A local cattle trader at the Gabtoli cattle market Fasial Rahman said most people prefer local cows to imported ones.
“Although the cost of a local cow is higher most people prefer them to imported ones because they taste better and are raised in a clean environment and a healthy diet,” said Rahman.
Stakeholders have urged the government to not allow imported livestock into the market this year since there is enough supply. According to LDS, this year demands may rise to about 11 million from 10 million in the last year.
Challenges and ways forward
Bangladesh cattle rearing industry has a great opportunity to grow because about 95% of people consume red-meat. But there are challenges especially in supplying meat at reasonable prices.
“In reaping the maximum benefits from this emerging sector, the government has to withdraw tax on import of food and modern technology to bring the industry up to date,” said Bangladesh Dairy Farmers' Association General Secretary Shah Emran.

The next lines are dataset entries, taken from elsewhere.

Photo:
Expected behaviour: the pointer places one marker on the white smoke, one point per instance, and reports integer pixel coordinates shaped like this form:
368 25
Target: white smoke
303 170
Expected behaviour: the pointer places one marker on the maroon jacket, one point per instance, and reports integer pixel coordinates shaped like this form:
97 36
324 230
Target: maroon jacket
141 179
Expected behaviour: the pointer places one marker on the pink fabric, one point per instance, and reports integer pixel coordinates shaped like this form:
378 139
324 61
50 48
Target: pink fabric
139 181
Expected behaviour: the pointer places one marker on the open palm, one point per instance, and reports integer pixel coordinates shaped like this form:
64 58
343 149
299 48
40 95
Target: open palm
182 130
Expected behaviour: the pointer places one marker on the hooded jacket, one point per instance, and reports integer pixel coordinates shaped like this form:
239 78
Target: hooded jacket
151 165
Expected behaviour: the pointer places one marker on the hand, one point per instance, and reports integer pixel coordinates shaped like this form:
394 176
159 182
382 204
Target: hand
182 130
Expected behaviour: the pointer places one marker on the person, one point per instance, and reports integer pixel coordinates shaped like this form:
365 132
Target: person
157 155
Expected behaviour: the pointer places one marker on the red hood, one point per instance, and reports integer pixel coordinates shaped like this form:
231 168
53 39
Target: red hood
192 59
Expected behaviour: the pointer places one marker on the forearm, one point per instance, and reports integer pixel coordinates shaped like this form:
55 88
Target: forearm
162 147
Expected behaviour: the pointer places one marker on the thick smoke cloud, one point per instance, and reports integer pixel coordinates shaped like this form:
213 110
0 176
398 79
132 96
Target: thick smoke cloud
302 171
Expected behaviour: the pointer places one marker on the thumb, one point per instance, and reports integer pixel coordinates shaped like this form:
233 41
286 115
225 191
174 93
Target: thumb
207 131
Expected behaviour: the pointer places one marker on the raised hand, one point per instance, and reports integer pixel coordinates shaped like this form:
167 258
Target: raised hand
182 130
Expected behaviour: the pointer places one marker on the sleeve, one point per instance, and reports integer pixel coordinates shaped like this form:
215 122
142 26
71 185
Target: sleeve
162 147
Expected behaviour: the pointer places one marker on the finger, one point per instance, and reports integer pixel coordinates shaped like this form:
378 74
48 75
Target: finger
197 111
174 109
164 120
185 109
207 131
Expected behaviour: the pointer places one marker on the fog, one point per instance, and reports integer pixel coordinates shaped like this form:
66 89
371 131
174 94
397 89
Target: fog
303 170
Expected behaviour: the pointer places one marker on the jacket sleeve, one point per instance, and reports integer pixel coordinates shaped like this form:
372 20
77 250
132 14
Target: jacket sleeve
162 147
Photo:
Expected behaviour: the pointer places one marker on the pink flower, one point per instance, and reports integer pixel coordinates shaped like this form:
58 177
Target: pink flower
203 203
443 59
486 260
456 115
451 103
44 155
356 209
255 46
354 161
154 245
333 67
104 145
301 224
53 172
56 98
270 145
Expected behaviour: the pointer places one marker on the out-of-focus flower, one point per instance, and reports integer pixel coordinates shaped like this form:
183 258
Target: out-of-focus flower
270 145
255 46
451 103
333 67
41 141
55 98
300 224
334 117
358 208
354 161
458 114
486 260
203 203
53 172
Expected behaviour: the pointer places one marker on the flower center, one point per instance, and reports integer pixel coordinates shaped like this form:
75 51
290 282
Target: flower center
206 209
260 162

He believes that to reduce production costs the sector needs to introduce technology and low cost food.
“On the other hand, the sector should be declared as agriculture and the utility services including electricity, water should be provided under the sector instead of industry. Currently, the farmers are paying utility services bill at the industrial rate.
“Moreover, the government has to fully impose the ban on the import of cattle from other countries. If that is done, the sector will see a huge investment from home and abroad creating employment opportunity,” he added.